Ruslan Kogan was born in the Soviet Union. His parents migrated to Australia with as little as $90 in their pockets, working hard to make ends meet. Kogan, as you might say, was the child prodigy of entrepreneurialism. He created more than twenty companies since the age of 10, some as daring as scavenging lost golf balls to resell at golf clubs. This passion for risk and business eventually drove him to find and fill a large gap in the market, and become the exceedingly wealthy individual he is today.
In his early twenties, Kogan, influenced by the online retail kickoff in America, discovered that for Australians, ordering directly from the manufacture was ridiculously cheaper, especially with electronics. Why? Chronic inefficiency in the offline retail system.

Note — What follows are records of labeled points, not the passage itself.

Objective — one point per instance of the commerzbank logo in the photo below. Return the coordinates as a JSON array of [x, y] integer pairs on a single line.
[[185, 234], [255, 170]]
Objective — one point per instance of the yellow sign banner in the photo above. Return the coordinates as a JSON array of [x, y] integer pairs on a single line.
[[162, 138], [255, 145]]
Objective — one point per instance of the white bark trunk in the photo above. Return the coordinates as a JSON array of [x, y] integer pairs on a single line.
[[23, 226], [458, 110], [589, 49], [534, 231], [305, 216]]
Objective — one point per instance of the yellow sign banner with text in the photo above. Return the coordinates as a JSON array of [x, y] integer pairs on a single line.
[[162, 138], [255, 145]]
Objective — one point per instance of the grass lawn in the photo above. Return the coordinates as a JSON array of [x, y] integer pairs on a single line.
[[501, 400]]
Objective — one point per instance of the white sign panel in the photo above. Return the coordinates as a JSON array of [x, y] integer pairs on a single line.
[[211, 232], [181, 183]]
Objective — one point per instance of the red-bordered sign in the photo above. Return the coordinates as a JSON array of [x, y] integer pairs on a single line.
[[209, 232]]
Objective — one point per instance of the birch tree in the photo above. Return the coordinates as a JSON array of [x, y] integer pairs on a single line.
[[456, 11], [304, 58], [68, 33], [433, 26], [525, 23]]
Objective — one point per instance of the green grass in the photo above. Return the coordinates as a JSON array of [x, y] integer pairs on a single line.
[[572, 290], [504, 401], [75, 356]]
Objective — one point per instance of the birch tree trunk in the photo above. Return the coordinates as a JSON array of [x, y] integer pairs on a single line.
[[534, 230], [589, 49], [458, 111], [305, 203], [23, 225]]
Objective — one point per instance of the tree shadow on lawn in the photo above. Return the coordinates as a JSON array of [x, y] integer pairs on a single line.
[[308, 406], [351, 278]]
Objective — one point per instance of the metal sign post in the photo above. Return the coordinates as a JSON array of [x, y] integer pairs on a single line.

And so he founded Kogan.com.
Kogan.com is a private retail enterprise operating under the proprietary limited legal structure. And interestingly enough, while Kogan set up the business in 2006, the company was not officially registered until 2007. Yet another amusing part of the entrepreneurial mindset: testing now, approving later.
While the company’s structure, with its founder also acting as CEO, is very similar to many other entrepreneurial enterprises out there, Kogan and his company are exceptionally agile and innovative. This agility and innovation makes Kogan.com the mortal enemy of the “bricks and mortar” retailers, those which trade in large halls showcasing their goods such has Harvey Norman. These large dinosaurs from a less interconnected world may be big, but their inflexibility makes their markets weak to entrepreneurs like Kogan.
Where businesses like Harvey Norman and The Good Guys have to pay for staff, land and electricity, Kogan.com, at least initially, needs one man and an internet connection. Where traditional retailers need to ship their goods in bulk, store them for months on display before selling them, all Kogan.com needs is a website with pictures and a willingness to forge connections with manufacturers overseas. The entire company is almost a one-man show. In fact as Kogan says, “it was started with no external capital and zero dollars.” Extremely lean.
But why is this significant?
Kogan.com, is about efficiency. Ruthless efficiency. Many other companies, including Divvy, which I looked at in my previous blog post, are about constructing a bridge between supply and demand which did not previously exist. Kogan.com is about destroying the river and the bridge, completely changing the landscape. Shaping the world so that the only thing separating supply and demand is a chain-link fence, where Kogan.com stands as gatekeeper.
This ability to undercut prices and ‘destroy the river’ comes from the business’s core. Kogan.com is built entirely around something intangible, light and cheap: knowledge. Its main benefit, agility, rests on the fact that Kogan.com can exist on manufacturing connections, and a few website architects alone. Kogan has even said that he “will never outsource IT,” and will always retain the company’s core, the skilled and knowledgeable individuals at the heart.
The weightlessness of the company can easily be seen by how far it has soared. It has grown 200-300% every year since 2006. Such exponential growth is seen in only the most successful start-ups. Kogan.com is surely one of them.
But it’s not about the money, it’s about sending a message.
Ruslan Kogan, with the success of Kogan.com, has been advocating, albeit informally, for the transformation of the retail industry. He has made such outrageous statements as “Aussie retailers are Apple’s bitch,” and has delivered speeches describing the coming apocalypse for “bricks and mortar” retailers alike. His call to the tides of change is not a hypocritical act, his company is already jumping ahead with new ideas, such as building a community feeling of social credibility by providing a live feed of purchases on the store page.
An interview with Ruslan Kogan conducted by KochiesBiz
This agile, innovative company, riding on the back of technological advancement and globalisation still has one significant disadvantage. The company has suffered from significant criticism surrounding Kogan’s persona.
In 2012, Kogan decided to charge a tax for all customers who used Internet Explorer. While the tax was not actually enforced and remained optional, Kogan wanted to encourage people to avoid Internet Explorer due to its atrocious compatibility and catering difficulty. Kogan.com shortly after, disappeared from Bing search results.
Kogan.com shows that the agile, one-man start-up, single public persona enterprise is extremely achievable and effective. This does not, however, make it immune to the heavy gaze of the public, or the embarrassing moments, which can lead to financially detrimental outcomes. Especially if the founder is an entrepreneur, driven and opinionated.